A few decades ago General Motors promised its workers they would receive an extraordinary benefits package for many years to come if they would build cars in the short term. It all seemed so reasonable at the time. Cars were being built, profits were being generated, and everyone seemed happy. Then one day the bill came. GM realized that a staggering amount of the potential profit on each car was being eaten up by a promise that had been made many years earlier. To keep that promise, GM had to borrow massive sums of money, which eventually sent it into bankruptcy court. The short-term thinking of making promises that were unlikely to be kept ended up hurting a lot of people over the long run.

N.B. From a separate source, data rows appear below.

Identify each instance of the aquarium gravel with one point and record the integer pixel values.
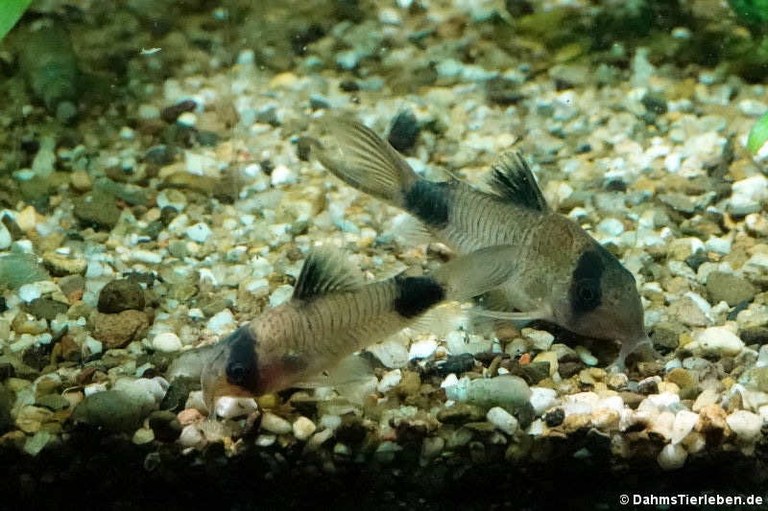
(182, 197)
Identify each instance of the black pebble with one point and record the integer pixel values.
(696, 259)
(501, 91)
(349, 86)
(654, 104)
(404, 131)
(554, 417)
(160, 154)
(303, 148)
(417, 294)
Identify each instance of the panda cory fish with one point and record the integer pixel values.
(559, 273)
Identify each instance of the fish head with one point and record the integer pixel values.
(233, 369)
(602, 299)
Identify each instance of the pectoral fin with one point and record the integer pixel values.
(525, 316)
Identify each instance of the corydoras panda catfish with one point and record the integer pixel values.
(559, 273)
(331, 315)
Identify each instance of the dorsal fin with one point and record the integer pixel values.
(512, 179)
(326, 271)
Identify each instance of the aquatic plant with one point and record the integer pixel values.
(758, 135)
(752, 12)
(10, 12)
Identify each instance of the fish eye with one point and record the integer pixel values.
(236, 373)
(588, 293)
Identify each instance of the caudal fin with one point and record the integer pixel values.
(477, 272)
(363, 160)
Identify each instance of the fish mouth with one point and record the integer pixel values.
(213, 379)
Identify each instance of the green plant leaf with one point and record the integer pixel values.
(10, 12)
(758, 135)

Imagine in 1971 a man said to his fourteen-year-old child, “If you do well in high school, I will pay for your tuition at an Ivy League college, and I will pay for your children to go to the Ivy League as well if they do a great job in high school.” The child goes to Harvard, the father is still working, and the tuition bill is paid even though it seems a little high and the dad has to borrow some money to pay it. In 2011 the first grandchild is ready to go to Harvard. Now the dad, who is also a grandpa, has long since retired, but he has to keep his promise. So he takes out huge loans, far more than he will ever be able to pay back, to pay for his grandchild’s tuition bill. In the end, the grandchild has to pay the bill or possibly the grandchild’s child has to pay it.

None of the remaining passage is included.